(264d) Heat Transfer in Directly-Irradiated High-Temperature Particle–Gas Flows for Solar Particle Receiver Applications

Solar particle receivers (SPRs) are pursued as a promising technology for conversion of concentrated solar radiation for power generation and chemical processing. Particle receivers use absorbing particles as heat transfer and thermal energy storage media. Falling particles form a particle curtain inside a receiver to absorb solar irradiation, and can attain temperatures above 1000°C. A thorough understanding of heat transfer addressing radiative heat transfer in polydisperse particles is crucial to advance the solar particle receiver technology. A complete heat transfer model involving hydrodynamics of particle–gas multi-phase flows, radiation in the particle phase, interfacial convection, and conduction in the gas phase is required to understand the physical problems encountered in SPRs.

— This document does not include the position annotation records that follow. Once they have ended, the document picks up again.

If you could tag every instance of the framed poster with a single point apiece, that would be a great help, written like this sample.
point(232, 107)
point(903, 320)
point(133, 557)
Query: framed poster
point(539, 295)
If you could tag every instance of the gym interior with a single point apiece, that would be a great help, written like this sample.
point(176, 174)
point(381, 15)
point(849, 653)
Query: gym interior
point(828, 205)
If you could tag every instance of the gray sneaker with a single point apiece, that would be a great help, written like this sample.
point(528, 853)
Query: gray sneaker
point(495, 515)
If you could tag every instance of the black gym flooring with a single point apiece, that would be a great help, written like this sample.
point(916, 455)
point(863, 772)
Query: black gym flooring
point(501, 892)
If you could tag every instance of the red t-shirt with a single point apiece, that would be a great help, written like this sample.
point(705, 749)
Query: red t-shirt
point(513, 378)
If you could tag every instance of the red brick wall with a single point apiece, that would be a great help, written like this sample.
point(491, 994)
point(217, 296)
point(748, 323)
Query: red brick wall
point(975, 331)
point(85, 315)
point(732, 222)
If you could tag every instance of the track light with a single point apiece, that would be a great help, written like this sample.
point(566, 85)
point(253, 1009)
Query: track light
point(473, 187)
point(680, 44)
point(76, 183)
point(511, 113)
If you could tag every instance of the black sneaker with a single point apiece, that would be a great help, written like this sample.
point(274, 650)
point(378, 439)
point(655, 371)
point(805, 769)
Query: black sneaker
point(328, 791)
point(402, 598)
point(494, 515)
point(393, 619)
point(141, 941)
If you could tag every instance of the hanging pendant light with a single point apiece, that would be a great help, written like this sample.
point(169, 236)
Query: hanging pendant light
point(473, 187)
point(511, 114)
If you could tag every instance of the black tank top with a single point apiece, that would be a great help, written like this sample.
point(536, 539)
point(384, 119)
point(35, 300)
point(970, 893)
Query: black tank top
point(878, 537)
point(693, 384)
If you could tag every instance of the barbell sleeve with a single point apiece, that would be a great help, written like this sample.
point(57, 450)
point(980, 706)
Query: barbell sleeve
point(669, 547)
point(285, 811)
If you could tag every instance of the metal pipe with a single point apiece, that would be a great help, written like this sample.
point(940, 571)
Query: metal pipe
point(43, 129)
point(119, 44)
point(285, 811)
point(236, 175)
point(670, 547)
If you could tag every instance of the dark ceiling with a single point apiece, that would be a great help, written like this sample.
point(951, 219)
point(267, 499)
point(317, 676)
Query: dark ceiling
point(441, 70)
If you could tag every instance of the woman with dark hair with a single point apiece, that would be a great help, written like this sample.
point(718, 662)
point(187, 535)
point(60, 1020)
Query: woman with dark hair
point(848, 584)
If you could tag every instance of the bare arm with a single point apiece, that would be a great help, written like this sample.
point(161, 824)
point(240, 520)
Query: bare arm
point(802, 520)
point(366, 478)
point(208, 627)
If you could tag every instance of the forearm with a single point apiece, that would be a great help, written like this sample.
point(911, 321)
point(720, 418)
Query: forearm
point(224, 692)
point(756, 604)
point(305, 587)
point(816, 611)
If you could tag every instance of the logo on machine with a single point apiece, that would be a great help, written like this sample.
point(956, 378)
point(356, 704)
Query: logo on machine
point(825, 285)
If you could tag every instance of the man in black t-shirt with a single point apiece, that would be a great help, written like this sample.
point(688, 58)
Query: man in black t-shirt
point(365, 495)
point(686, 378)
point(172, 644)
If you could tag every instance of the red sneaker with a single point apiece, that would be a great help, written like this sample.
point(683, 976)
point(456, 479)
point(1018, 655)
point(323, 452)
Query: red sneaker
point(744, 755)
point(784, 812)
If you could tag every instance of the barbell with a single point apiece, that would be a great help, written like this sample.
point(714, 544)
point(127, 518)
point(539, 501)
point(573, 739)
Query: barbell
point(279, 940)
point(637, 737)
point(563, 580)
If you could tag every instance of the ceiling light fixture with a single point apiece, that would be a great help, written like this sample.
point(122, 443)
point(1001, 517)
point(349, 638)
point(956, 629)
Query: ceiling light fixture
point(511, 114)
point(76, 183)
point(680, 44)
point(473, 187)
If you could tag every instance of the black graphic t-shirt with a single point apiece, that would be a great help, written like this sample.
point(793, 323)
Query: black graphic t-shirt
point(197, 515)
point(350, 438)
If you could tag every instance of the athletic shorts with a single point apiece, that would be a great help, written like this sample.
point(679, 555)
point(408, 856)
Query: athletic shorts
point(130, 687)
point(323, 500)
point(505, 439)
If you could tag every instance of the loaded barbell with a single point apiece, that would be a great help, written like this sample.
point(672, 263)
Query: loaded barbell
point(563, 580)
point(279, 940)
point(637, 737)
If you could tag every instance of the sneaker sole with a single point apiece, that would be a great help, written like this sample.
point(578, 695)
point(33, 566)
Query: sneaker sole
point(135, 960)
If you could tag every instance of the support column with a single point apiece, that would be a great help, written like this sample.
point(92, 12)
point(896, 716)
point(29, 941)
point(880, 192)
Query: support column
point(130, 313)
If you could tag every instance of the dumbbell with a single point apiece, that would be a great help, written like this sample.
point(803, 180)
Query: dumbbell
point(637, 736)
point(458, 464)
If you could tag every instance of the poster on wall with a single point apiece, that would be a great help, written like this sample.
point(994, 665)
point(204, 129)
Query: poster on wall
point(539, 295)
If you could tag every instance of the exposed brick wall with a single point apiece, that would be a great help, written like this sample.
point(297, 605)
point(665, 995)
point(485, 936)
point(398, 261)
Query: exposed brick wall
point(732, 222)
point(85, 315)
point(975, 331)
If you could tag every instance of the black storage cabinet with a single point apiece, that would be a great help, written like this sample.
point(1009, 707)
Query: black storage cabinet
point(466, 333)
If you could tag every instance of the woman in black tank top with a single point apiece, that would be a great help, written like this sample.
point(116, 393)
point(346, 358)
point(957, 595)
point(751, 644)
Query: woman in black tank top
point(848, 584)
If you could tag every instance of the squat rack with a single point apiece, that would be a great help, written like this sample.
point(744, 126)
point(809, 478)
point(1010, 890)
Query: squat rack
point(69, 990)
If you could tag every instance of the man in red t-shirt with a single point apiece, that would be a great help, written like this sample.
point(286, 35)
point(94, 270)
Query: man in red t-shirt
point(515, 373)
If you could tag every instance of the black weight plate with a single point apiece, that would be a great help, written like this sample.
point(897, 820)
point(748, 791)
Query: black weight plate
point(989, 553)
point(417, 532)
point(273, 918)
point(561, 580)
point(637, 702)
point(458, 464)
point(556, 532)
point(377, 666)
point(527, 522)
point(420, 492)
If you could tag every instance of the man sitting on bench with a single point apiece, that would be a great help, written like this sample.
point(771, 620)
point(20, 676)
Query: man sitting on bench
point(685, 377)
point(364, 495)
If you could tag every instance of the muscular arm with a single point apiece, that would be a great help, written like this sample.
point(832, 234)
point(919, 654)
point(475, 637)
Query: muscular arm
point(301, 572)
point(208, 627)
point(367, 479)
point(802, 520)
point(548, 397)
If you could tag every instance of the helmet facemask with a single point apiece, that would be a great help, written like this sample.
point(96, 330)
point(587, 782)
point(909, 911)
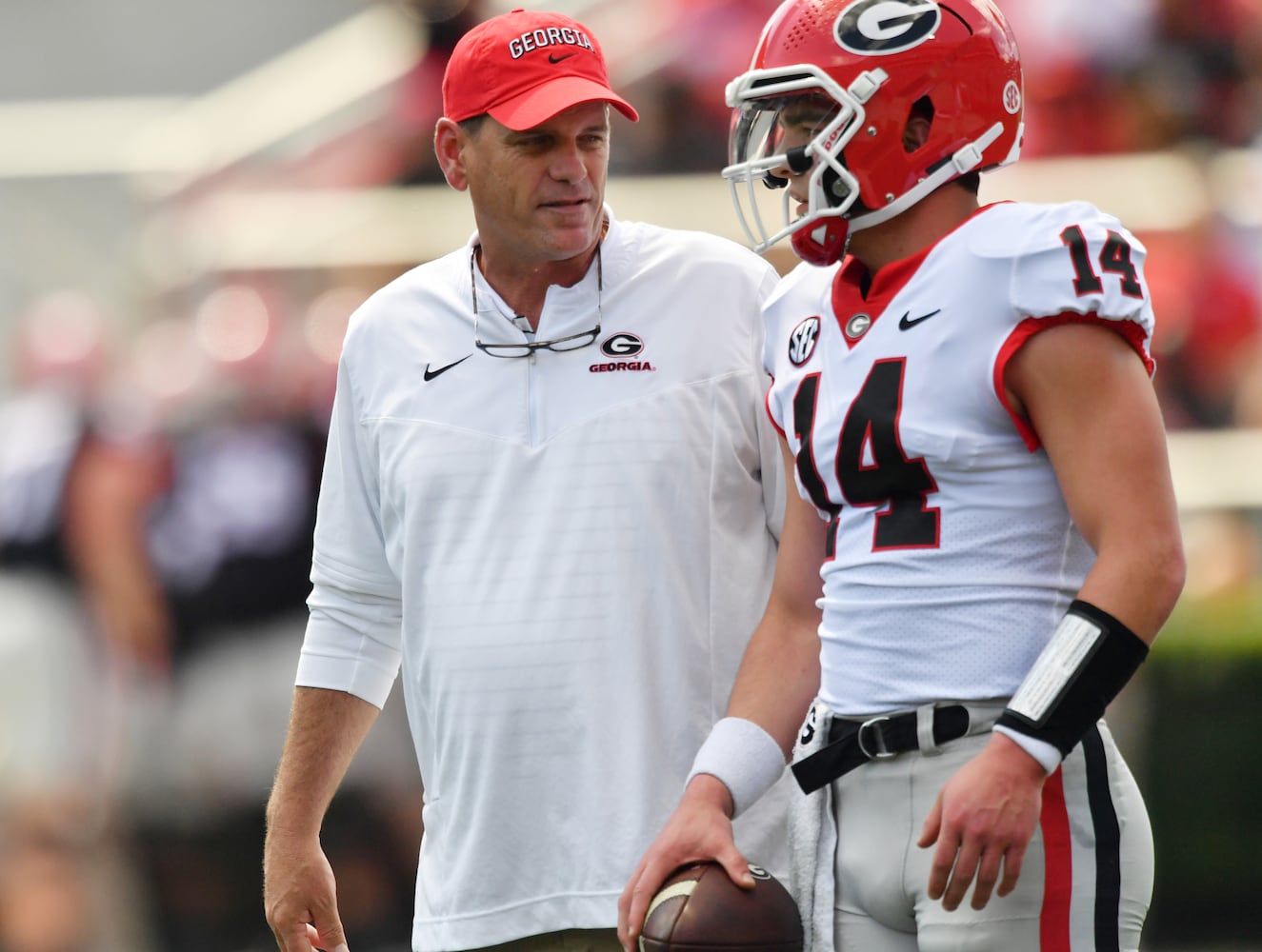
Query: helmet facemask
point(795, 119)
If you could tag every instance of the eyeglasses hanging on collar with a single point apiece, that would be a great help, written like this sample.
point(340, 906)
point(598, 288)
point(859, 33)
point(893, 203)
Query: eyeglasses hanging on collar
point(573, 342)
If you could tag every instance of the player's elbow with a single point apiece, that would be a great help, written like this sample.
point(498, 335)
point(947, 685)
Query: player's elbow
point(1168, 572)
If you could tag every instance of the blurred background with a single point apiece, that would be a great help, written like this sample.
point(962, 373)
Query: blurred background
point(194, 197)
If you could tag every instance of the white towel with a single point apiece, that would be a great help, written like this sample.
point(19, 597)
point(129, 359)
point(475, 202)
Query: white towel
point(812, 842)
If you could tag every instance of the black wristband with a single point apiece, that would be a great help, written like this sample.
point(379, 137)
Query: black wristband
point(1087, 663)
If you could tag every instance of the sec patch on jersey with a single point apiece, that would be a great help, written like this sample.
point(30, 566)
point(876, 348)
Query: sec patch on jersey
point(701, 909)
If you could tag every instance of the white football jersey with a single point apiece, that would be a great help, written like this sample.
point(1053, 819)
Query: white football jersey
point(567, 552)
point(952, 552)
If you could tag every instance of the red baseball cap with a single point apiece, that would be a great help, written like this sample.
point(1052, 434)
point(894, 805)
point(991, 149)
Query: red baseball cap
point(524, 67)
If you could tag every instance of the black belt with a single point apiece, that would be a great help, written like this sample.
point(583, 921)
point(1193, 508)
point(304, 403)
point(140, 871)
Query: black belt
point(853, 743)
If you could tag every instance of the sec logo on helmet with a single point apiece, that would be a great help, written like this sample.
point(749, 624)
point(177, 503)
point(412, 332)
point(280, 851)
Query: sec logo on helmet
point(884, 27)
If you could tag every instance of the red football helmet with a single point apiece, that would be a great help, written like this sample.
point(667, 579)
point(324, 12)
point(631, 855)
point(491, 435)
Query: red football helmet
point(872, 62)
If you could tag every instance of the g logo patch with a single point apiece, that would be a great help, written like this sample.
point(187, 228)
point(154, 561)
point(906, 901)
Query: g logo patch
point(802, 341)
point(621, 345)
point(878, 28)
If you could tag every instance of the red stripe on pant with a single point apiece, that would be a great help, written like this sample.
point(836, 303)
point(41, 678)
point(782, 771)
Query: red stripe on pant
point(1058, 867)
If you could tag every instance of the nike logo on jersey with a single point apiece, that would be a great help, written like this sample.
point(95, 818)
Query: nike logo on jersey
point(907, 322)
point(431, 375)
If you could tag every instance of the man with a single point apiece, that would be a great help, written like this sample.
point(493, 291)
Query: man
point(550, 494)
point(966, 397)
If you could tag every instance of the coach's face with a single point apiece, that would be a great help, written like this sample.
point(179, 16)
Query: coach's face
point(538, 193)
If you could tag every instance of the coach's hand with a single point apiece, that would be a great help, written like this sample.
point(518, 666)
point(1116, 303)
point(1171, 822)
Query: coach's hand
point(699, 830)
point(299, 894)
point(982, 823)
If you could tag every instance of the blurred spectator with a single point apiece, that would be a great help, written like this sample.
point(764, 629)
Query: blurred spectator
point(1208, 343)
point(61, 865)
point(190, 525)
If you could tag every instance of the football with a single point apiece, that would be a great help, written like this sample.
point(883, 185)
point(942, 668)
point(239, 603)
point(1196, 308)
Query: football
point(701, 909)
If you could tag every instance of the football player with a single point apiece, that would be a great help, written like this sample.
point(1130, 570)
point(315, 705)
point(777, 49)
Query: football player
point(964, 397)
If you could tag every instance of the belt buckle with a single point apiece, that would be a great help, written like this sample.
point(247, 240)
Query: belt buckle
point(882, 752)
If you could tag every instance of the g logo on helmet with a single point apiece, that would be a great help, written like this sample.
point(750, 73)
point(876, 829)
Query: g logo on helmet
point(878, 28)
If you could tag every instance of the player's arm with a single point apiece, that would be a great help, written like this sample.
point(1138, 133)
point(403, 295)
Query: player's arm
point(326, 727)
point(1092, 404)
point(777, 680)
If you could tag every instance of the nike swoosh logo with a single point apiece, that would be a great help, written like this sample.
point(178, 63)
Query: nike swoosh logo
point(431, 375)
point(907, 322)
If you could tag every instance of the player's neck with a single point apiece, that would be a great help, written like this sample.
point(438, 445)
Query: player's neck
point(923, 225)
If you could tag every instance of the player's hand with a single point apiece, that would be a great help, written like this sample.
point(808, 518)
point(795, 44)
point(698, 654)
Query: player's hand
point(982, 823)
point(699, 830)
point(299, 894)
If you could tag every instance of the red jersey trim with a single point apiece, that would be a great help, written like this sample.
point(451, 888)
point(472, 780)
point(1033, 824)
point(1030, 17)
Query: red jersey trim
point(1058, 866)
point(1131, 332)
point(766, 405)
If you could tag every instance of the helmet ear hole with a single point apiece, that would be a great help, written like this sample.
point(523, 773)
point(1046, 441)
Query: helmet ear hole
point(920, 123)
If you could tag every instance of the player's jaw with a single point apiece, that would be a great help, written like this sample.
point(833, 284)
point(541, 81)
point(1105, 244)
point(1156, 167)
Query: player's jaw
point(571, 222)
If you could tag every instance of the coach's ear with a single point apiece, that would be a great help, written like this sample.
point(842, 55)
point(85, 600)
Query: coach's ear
point(450, 142)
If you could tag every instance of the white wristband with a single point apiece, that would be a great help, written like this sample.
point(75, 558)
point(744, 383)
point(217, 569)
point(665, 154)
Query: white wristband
point(1040, 750)
point(744, 757)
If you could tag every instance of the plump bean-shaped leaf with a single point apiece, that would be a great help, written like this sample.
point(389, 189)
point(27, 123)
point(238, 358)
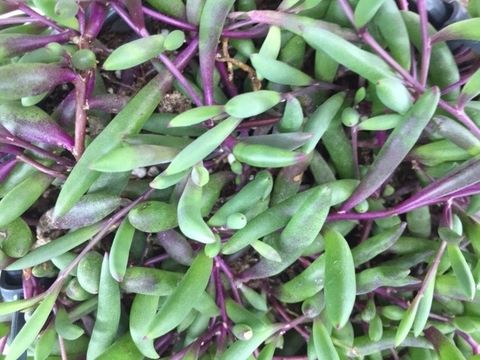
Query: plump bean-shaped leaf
point(253, 192)
point(288, 181)
point(153, 139)
point(64, 326)
point(287, 141)
point(163, 181)
point(202, 146)
point(424, 307)
point(292, 116)
point(407, 321)
point(319, 121)
point(123, 348)
point(16, 238)
point(311, 280)
point(22, 196)
point(196, 115)
point(20, 80)
point(392, 27)
point(363, 346)
point(88, 272)
point(120, 250)
point(242, 350)
point(153, 216)
point(377, 244)
point(279, 72)
point(90, 209)
point(129, 157)
point(55, 247)
point(30, 330)
point(340, 285)
point(179, 303)
point(381, 122)
point(438, 152)
point(272, 43)
point(108, 313)
point(375, 328)
point(142, 313)
point(189, 215)
point(149, 281)
point(339, 147)
point(305, 225)
point(462, 270)
point(365, 11)
point(266, 156)
point(393, 94)
point(461, 30)
point(322, 341)
point(158, 123)
point(135, 53)
point(127, 122)
point(33, 124)
point(252, 103)
point(455, 132)
point(277, 217)
point(364, 63)
point(397, 146)
point(444, 347)
point(176, 246)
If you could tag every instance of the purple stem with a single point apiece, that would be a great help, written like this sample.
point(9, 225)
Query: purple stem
point(17, 20)
point(3, 343)
point(354, 139)
point(136, 14)
point(204, 339)
point(156, 259)
point(182, 25)
point(106, 228)
point(254, 32)
point(110, 103)
point(426, 44)
point(6, 168)
point(209, 35)
point(463, 79)
point(166, 61)
point(470, 341)
point(80, 116)
point(81, 20)
point(229, 86)
point(13, 140)
point(221, 304)
point(369, 40)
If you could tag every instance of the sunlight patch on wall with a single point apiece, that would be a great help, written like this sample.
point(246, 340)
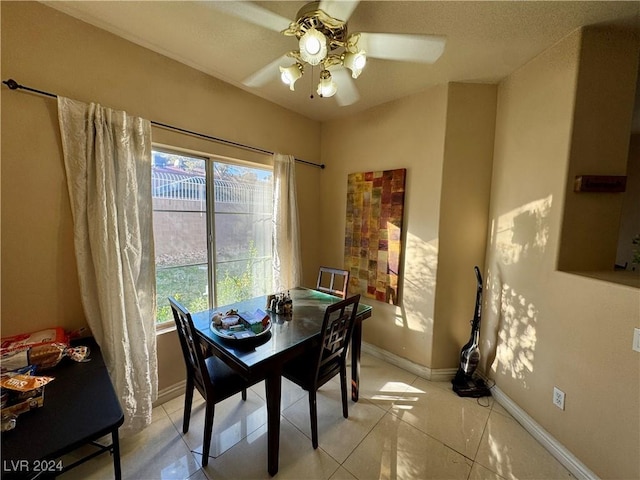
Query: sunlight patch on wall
point(515, 352)
point(420, 267)
point(523, 231)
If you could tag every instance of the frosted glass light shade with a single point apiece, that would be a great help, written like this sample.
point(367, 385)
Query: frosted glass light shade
point(290, 74)
point(313, 47)
point(327, 87)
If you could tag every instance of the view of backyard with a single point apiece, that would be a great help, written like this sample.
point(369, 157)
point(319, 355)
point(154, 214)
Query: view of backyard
point(241, 231)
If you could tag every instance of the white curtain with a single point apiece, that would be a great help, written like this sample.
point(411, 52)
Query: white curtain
point(287, 264)
point(107, 156)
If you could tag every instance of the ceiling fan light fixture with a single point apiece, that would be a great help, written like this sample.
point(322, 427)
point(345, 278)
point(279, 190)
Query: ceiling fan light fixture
point(327, 87)
point(355, 62)
point(313, 46)
point(290, 74)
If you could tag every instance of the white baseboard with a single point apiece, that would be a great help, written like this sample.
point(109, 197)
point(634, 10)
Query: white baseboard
point(564, 456)
point(170, 393)
point(435, 375)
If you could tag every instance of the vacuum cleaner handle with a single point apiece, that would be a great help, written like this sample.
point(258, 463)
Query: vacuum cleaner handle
point(478, 310)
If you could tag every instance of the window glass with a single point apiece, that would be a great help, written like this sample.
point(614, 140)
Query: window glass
point(236, 264)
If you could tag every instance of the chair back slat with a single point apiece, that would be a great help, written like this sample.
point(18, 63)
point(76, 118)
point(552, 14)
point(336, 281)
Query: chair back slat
point(337, 327)
point(337, 283)
point(191, 347)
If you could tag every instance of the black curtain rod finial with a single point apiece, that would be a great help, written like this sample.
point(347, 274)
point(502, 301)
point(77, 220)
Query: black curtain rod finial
point(12, 84)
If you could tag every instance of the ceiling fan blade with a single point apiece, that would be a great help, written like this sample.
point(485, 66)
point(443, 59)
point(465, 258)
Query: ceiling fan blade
point(268, 73)
point(253, 13)
point(346, 92)
point(339, 9)
point(402, 47)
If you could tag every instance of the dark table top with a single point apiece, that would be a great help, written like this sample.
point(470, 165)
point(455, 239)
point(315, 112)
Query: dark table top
point(80, 405)
point(288, 335)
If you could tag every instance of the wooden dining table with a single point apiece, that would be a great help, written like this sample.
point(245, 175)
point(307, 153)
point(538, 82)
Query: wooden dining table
point(263, 356)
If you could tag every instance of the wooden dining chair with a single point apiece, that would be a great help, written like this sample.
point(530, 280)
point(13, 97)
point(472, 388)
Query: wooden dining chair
point(326, 359)
point(333, 281)
point(211, 376)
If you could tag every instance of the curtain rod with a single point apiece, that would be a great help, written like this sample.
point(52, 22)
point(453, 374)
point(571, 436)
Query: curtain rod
point(13, 85)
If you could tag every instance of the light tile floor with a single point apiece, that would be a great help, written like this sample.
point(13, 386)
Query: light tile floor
point(403, 427)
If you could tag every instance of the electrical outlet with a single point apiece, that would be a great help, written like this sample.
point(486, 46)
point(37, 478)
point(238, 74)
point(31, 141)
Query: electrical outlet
point(636, 339)
point(558, 398)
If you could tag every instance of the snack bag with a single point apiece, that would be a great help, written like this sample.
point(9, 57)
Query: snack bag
point(24, 341)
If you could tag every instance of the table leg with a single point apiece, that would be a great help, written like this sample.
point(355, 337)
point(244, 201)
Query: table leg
point(273, 387)
point(356, 341)
point(115, 446)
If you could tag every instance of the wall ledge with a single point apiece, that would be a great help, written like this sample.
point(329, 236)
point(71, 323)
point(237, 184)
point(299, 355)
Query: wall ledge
point(623, 277)
point(553, 446)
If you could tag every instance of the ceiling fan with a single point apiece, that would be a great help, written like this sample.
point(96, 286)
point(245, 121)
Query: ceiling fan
point(323, 39)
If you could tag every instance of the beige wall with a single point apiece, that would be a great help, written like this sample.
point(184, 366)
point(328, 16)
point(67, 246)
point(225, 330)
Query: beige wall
point(464, 215)
point(554, 328)
point(541, 327)
point(48, 50)
point(408, 133)
point(605, 94)
point(444, 138)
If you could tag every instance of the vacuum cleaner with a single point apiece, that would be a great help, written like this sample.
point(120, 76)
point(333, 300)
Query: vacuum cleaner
point(464, 383)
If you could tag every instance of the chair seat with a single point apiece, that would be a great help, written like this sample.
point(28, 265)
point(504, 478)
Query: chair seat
point(226, 381)
point(326, 358)
point(300, 371)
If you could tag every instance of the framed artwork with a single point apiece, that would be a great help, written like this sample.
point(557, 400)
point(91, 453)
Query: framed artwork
point(373, 233)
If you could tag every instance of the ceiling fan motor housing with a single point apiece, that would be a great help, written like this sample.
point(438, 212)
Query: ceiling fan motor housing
point(310, 16)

We present simulations of particle–gas two-phase flows using the multi-phase particle-in-cell method. The method allows for capturing high-fidelity solid–gas flow characteristics with increased computational efficiency by combing the advantages of both Eulerian and Lagrangian methods. Radiative transfer in polydisperse particles is investigated using a novel radiative transfer model. The radiative transfer model considers polydisperse particles as a multi-component system and is implemented using the Monte Carlo ray-tracing method. A three-dimensional computational fluid dynamics model is developed for directly-irradiated high-temperature particle–gas flows laden with polydisperse particles by coupling particle–gas hydrodynamics of particle–gas flows, radiative heat transfer in non-grey absorbing, emitting and anisotropically-scattering multi-component media, conduction in the gas phase, and interfacial convective heat transfer. The computational model is employed to study thermal performance of a free-falling particle receiver.